On the Wall

July 10, 2014

 

Carolina Parakeets

 

These designs are not your grandma's wallpaper. Toronto-based design and consultancy firm Whitman Emorson has recently launched Thoreaux, its own wallpaper company — and the patterns are the furthest thing from stodgy.

 

"It was a rich opportunity for us to do some visual exploration and to give our designers the opportunity to explore something with broad parameters," says Benjamin Leszcz, managing director of Whitman Emorson.   

 

Why wallpaper? "We decided [it] would be a great medium both in terms of how [the prints] would work visually, and also in the idea of being an object that fits between decoration and art," Leszcz says. "There's been a bit of a revival in wallpaper. My generation is really excited about wallpaper, but our parents' generation associates it with a fussy, old-world, outdated aesthetic."

 

There's nothing outdated about the stunning eight-piece collection (some are available in various colourways), which features designs drawn from historical patterns on textiles, ceramics, tiles and books. The "Carolina Parakeets" paper, laden with lush green feathers, draws from the copperplate etchings in The Birds of America, American painter John James Audobon's seminal 1827 tome.

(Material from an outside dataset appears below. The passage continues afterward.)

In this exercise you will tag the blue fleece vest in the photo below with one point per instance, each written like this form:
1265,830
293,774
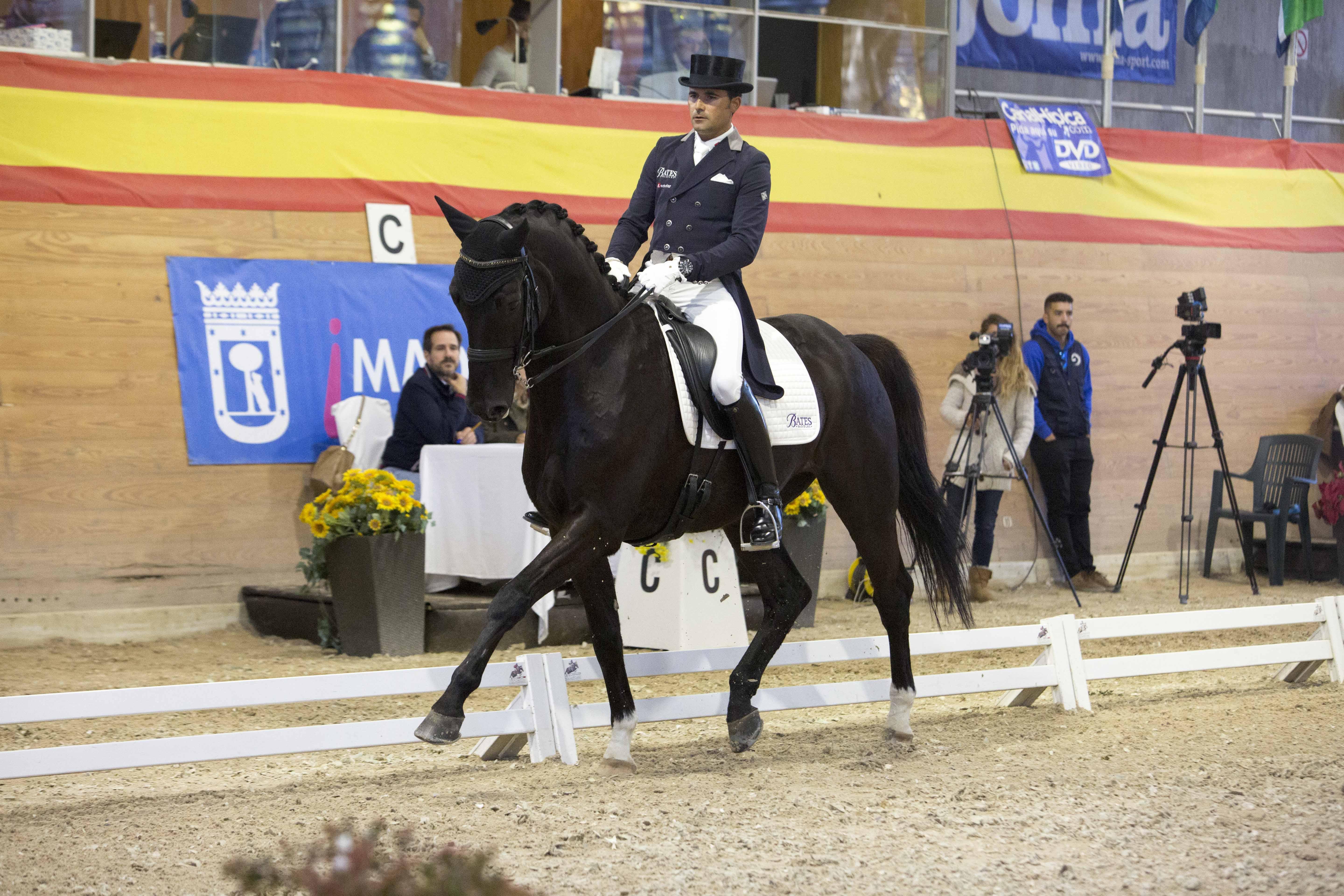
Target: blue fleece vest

The pink florals on "The Last Monarch" call to mind the Renaissance Revival designs of 1850s Paris, and the "Faenza" paper references the 16th-century ceramics housed in Cairo's Aqsunqur Mosque, built in 1347.

 

"The ecelectism works," says Leszcz. "We liked the idea of cherry-picking different historical epochs, and that suited our vision for the brand."

 

Owen Jones

 

The Last Monarch

 

Leszcz and his team at Whitman Emorson came up with the idea for Thoreaux while speaking to friends at an overseas image research company, which maintains a archive of historic images. "We started a conversation with them around the idea of 'what could we do with these images?'" he explains. "A lot of the images are in the public domain as they are hundreds of years old, or even 1,000 years old in some cases. There was no reason [the European patterns] couldn't be brought to North America."

 

Whitman Emorson worked with York Wallcoverings, a manufacturer in Pennsylvania, to bring the designs to fruition. "This was an opportunity for us to have our own consumer company," Leszcz says. He acknowledges the difficulty of starting a wallpaper business without having much experience in the production side of things. "But coming up with a name, identity, website, brand story — those are things we do. Doing the wallpaper design was a challenge, but it was in our wheelhouse. Telling stories about each part of our design was also normal for us."

 

The challenge has certainly paid off — response in the design community has been swift and positive. The wallpapers are available on the Thoreaux website, and plans for a second collection are in the works.